Lily smiled back at her, feeling a surge of happiness, and together they continued up the crest of Russian Hill.
They had only gone half a block when Kath reached into her book bag. “I almost forgot.” She pulled out a magazine. “I saved this for you. My brother had it, and he didn’t want it anymore, but I thought you might like to read it.”
Kath was holding out an issue of Collier’s magazine. The front cover was a painting of several strange-looking spaceships flying in formation toward a red planet. The headline asked, CAN WE GET TO MARS? IS THERE LIFE ON MARS?

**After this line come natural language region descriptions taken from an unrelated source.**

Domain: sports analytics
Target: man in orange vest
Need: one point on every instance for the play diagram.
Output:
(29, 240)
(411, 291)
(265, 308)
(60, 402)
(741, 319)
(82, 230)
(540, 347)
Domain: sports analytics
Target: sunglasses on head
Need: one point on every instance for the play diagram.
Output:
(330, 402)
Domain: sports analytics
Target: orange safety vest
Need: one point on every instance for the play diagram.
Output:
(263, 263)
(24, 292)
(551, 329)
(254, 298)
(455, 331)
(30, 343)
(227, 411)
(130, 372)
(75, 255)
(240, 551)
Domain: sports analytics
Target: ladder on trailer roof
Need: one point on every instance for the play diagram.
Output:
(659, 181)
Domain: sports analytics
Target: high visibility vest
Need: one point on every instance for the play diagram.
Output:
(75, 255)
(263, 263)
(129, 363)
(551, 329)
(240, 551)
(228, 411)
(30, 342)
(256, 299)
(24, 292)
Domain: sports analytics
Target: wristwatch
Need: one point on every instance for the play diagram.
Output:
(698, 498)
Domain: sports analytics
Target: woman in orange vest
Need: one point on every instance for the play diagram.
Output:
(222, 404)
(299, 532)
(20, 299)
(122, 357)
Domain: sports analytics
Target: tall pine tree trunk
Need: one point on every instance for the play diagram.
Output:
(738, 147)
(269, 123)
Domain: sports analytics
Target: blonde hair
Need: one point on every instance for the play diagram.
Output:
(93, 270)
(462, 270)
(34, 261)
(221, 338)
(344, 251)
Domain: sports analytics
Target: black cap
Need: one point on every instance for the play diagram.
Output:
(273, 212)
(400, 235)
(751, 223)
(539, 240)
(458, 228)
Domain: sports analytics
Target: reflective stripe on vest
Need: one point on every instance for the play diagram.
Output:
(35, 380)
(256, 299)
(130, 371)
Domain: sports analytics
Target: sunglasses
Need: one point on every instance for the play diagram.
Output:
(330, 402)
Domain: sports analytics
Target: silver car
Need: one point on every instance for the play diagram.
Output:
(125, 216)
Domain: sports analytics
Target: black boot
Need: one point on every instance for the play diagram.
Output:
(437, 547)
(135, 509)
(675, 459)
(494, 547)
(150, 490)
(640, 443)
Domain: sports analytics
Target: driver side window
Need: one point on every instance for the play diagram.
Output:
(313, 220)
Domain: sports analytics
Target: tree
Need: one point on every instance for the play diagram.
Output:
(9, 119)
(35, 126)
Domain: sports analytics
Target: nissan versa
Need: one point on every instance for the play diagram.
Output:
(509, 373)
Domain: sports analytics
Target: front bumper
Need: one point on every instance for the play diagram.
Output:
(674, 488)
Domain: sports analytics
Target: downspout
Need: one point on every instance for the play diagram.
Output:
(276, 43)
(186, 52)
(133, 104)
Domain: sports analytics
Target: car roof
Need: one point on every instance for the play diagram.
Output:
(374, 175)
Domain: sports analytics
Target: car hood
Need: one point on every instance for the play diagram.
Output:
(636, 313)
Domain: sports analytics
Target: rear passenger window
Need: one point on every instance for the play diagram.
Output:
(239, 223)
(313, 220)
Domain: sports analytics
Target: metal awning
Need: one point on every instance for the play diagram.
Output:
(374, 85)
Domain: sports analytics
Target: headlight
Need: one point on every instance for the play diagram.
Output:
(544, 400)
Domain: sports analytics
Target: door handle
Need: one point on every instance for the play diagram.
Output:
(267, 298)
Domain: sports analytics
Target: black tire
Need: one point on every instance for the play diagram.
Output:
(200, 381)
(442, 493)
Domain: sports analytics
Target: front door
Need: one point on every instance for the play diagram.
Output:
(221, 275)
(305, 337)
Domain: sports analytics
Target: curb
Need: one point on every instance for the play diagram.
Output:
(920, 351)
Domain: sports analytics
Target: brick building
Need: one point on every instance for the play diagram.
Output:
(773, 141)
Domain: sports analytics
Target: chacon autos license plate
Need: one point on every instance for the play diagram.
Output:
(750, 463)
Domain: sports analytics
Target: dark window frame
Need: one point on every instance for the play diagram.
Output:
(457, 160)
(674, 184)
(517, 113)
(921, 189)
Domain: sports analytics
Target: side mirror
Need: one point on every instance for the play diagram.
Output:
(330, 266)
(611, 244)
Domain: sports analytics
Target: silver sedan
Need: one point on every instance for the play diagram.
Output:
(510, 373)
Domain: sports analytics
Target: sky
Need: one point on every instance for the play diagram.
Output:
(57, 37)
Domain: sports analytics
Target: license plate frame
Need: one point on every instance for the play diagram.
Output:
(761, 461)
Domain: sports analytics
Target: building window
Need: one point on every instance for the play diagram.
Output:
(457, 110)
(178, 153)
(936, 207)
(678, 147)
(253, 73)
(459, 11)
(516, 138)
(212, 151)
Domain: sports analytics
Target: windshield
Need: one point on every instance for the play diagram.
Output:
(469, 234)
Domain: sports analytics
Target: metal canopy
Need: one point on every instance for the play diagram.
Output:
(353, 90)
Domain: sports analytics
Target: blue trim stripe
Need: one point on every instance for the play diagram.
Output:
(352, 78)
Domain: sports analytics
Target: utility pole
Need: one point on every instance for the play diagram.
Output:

Lily felt a sudden tightening in her chest. She took the magazine from Kath’s outstretched hand. “Thank you. I can’t wait to read it.”
23
At fifteen minutes past ten o’clock on Wednesday morning, the fire alarms went off. Lily’s heartbeat thundered up into her throat at the sound, until Miss Weiland waved her hands and shouted, “All right, all right, you knew this was coming. Everyone go in order to your places—in order! Do not run!”
It was the air-raid drill. Lily had completely forgotten about it. Last summer there had been a citywide one, involving mock evacuations and what seemed like hours of ambulance and fire truck sirens crisscrossing the hills. In the newspaper the day after, Lily had read that 169,000 imaginary San Franciscans perished in the wake of a fictional atomic bomb that had struck at Powell Street.
Now everyone got up, abandoning their notebooks and pencils, and headed for the hallway. High school students were too large to duck and cover under their desks, so they’d been told to go as far from exterior windows as possible, and to lie facedown on the floor, covering their heads and necks with their hands. Teachers had to do the drill too, and it was always disconcerting to see them dropping down like the students.
Lily followed her classmates into the hall and found a space on the floor, lying down and folding her arms over her head. If she smashed her elbows over her ears, it dulled the shrieking of the alarm a little, but it was an uncomfortable position, with her forehead and nose pressed against the polished concrete, and it was hard to breathe.